Ирина Понаровская: Ушла и Говорю

Ирина Понаровская: “Если бы стояла перед выбором: пойти в “Ты — суперстар” или продать последнее кольцо — я продала бы кольцо”

Женщина-эпатаж, женщина-скандал. Шик и шок — одновременно. Сегодня шикарной и шокирующей Ирине Понаровской исполняется 55 лет.

Почему-то считается: если не мелькает артист в телевизоре, то его и нет вовсе.

Но Понаровская есть, ее не может не быть. Нарисовалась — не сотрешь. Стильная, экстравагантная, провокационная. Та звезда, от блеска которой рябило в глазах…

Нет, она нисколько не померкла. Просто светит теперь лишь избранным. И тогда, когда сама того пожелает.

Эта звезда не часто появляется на орбите. Почти не дает интервью: не распространяется о перипетиях судьбы, о своей бурной личной жизни. Однако накануне 55-летия Ирина Понаровская позволила приблизиться к себе. И обожгла своей откровенностью.

— Ирина, давненько вас не видно по телевизору, поэтому давайте сразу опровергнем возможные слухи…

— А я хочу задать вам встречный вопрос: а где, в какой программе мне сниматься?

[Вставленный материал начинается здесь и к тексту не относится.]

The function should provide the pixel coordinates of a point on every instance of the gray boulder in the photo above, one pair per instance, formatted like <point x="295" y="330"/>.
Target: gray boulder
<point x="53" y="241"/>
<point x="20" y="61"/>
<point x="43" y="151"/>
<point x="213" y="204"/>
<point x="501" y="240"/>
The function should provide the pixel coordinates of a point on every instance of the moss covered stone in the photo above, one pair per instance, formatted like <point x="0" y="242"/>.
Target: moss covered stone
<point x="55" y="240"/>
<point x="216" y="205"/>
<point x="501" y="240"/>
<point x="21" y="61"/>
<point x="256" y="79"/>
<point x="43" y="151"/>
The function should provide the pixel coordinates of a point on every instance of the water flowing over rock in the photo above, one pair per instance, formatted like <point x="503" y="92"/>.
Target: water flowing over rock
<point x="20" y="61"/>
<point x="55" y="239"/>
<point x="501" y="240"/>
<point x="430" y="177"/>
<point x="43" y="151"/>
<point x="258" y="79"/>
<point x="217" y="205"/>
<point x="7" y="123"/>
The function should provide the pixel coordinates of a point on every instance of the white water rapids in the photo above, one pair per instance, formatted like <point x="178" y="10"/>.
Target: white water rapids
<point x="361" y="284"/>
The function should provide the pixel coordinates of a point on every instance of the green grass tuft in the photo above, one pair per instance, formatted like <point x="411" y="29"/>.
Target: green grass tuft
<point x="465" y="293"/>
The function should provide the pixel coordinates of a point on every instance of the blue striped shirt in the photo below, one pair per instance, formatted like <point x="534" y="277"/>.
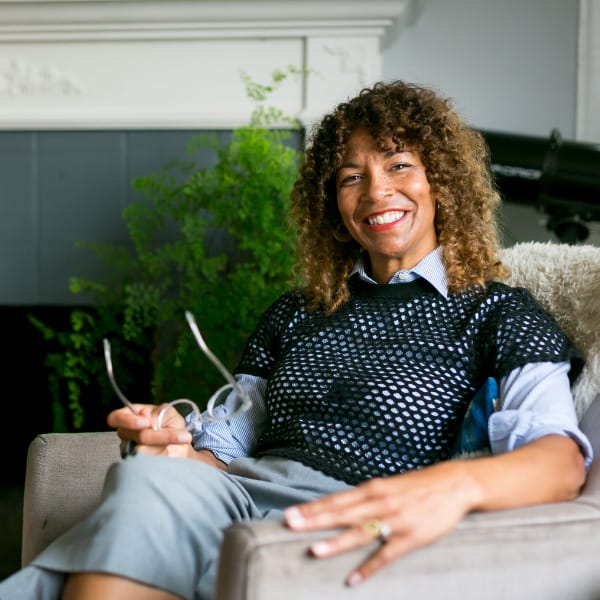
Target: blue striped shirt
<point x="534" y="400"/>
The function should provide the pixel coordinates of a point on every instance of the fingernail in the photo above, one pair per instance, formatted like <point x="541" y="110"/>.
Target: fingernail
<point x="294" y="517"/>
<point x="319" y="548"/>
<point x="354" y="579"/>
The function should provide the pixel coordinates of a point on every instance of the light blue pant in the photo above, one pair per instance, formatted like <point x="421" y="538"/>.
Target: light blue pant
<point x="161" y="522"/>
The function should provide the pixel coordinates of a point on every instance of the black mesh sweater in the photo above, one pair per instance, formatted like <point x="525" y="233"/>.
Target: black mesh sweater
<point x="382" y="385"/>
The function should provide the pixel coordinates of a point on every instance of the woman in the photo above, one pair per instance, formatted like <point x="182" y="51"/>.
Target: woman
<point x="360" y="379"/>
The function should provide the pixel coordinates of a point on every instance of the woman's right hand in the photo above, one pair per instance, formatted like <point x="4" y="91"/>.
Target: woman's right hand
<point x="171" y="439"/>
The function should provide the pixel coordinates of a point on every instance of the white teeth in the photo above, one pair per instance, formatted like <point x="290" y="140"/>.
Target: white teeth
<point x="388" y="217"/>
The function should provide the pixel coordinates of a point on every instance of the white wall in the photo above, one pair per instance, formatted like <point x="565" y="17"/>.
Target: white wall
<point x="510" y="65"/>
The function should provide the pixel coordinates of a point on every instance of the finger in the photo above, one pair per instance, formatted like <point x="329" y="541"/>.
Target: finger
<point x="351" y="538"/>
<point x="153" y="437"/>
<point x="389" y="551"/>
<point x="343" y="508"/>
<point x="124" y="418"/>
<point x="326" y="516"/>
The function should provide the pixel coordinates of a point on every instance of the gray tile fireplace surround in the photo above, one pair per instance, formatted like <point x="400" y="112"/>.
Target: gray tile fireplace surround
<point x="61" y="187"/>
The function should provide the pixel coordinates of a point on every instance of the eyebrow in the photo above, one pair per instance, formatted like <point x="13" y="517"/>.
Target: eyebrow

— Ну, “Две звезды”, к примеру, подойдут?

— Может быть. Хотя, честно вам скажу, я не большая поклонница перепева старых песен.

— Многочисленные сборные концерты, которые у нас разве что на “день граненого стакана” не устраивают?

— А вот тут скажу достаточно откровенно: у меня впечатление, что меня перекрыли просто...

— Кто же ваши враги?

— Понятия не имею. Наверное, есть недоброжелатели, люди, которым я не нравлюсь, — дело не в этом. Я никогда в жизни ни у кого ничего не просила. И просить не собираюсь. Я не считаю, что певице моего ранга, класса и уровня нужно делать себе какой-то промоушн. И потом, я же вижу, что на эстраде тесно. А я не привыкла жить в коммуналке.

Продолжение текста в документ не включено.